Il n’y a évidemment pas de « Retour de l’URSS » (titre à sensation et ridicule du « Courrier International ») et « Russie Unie » n’est pas un nouveau « PCUS ». (PC soviétique dissous en 1991) Certains observateurs ont apparemment vingt ans, au moins, de retard. Qualifier l'actuelle Russie de "dictature totalitaire" n'est pas sérieux non plus, ou en tout cas…prématuré. Jamais dans son histoire millénaire, la Russie n'a connu d'aussi larges libertés – individuelles, de choix de vie, de commerce, d'expression. La "Démocratie", c'est une autre histoire. Le multipartisme n'a guère pris racine et les partis politiques rassemblent peu de monde. Les élections ont été sans cesse manipulées et trafiquées depuis les débuts de la "Nouvelle Russie".
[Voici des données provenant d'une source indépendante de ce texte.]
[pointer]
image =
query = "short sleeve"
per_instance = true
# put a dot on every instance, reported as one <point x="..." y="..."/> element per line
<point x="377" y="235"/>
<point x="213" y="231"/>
La brutale libéralisation économique entamée après 1991 a plongé la majorité des gens dans la pauvreté et les stratégies de survie. Les privatisations au profit des oligarques ont…privé les travailleurs et les citoyens de leurs droits formels à la propriété publique. Aucune espèce d'autogestion ou de participation – comme on en rêvait dans les années Glasnost – n'a réellement pu se développer. Sous Poutine, depuis 1999, la conjoncture économique s'est redressée, après une décennie de dépression, les pétrodollars ont enrichi, outre les super-riches, une classe moyenne (20 % de la population ?)
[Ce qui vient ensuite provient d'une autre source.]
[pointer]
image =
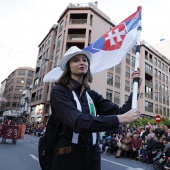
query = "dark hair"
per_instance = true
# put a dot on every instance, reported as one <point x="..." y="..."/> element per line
<point x="65" y="77"/>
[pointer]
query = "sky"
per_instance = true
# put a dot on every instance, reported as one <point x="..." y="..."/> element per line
<point x="24" y="24"/>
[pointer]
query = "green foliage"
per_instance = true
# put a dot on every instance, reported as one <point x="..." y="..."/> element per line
<point x="144" y="121"/>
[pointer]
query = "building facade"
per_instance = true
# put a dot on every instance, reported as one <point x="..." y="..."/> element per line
<point x="80" y="25"/>
<point x="45" y="62"/>
<point x="18" y="81"/>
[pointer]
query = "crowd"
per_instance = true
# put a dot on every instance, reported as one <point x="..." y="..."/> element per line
<point x="138" y="143"/>
<point x="35" y="128"/>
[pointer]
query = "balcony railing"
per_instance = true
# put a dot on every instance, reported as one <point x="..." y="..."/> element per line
<point x="75" y="37"/>
<point x="78" y="21"/>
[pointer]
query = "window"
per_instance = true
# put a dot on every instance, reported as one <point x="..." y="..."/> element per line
<point x="166" y="79"/>
<point x="19" y="80"/>
<point x="109" y="94"/>
<point x="133" y="61"/>
<point x="110" y="79"/>
<point x="159" y="63"/>
<point x="155" y="72"/>
<point x="156" y="108"/>
<point x="40" y="94"/>
<point x="163" y="77"/>
<point x="155" y="61"/>
<point x="29" y="81"/>
<point x="134" y="50"/>
<point x="166" y="68"/>
<point x="127" y="72"/>
<point x="160" y="110"/>
<point x="57" y="56"/>
<point x="30" y="73"/>
<point x="116" y="97"/>
<point x="127" y="86"/>
<point x="156" y="96"/>
<point x="163" y="66"/>
<point x="21" y="72"/>
<point x="17" y="96"/>
<point x="148" y="68"/>
<point x="164" y="101"/>
<point x="117" y="82"/>
<point x="128" y="58"/>
<point x="118" y="68"/>
<point x="159" y="75"/>
<point x="150" y="58"/>
<point x="160" y="98"/>
<point x="61" y="26"/>
<point x="146" y="55"/>
<point x="18" y="88"/>
<point x="59" y="41"/>
<point x="126" y="98"/>
<point x="148" y="106"/>
<point x="167" y="112"/>
<point x="160" y="87"/>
L'Etat a repris le contrôle des ressources naturelles, il est vrai au profit d'une caste-classe dirigeante peu transparente. Des promesses de redéploiement industriel, scientifique, éducatif, social ont valu à Poutine une vaste popularité, entre 1999 et 2008. Depuis lors, les résultats se font attendre, et les "fondamentaux" (démographie, infrastructures, santé publique, éducation) continuent à se dégrader. D'où le mécontentement diffus, exploité par les oppositions jusque là peu influentes. D'où la lassitude et, d'après divers sondages, le pessimisme des jeunes diplômés, qui ont des emplois (nous ne sommes pas en Tunisie) mais songent à partir, à quitter un pays qui leur apparaît médiocre et sans perspectives. Il faut dire qu'en vingt ans de "libéralisation", l'effondrement de la culture littéraire traditionnelle et l'avènement d'une culture audiovisuelle digne de la Berlusconnie n'ont pas peu contribué à une débilisation générale.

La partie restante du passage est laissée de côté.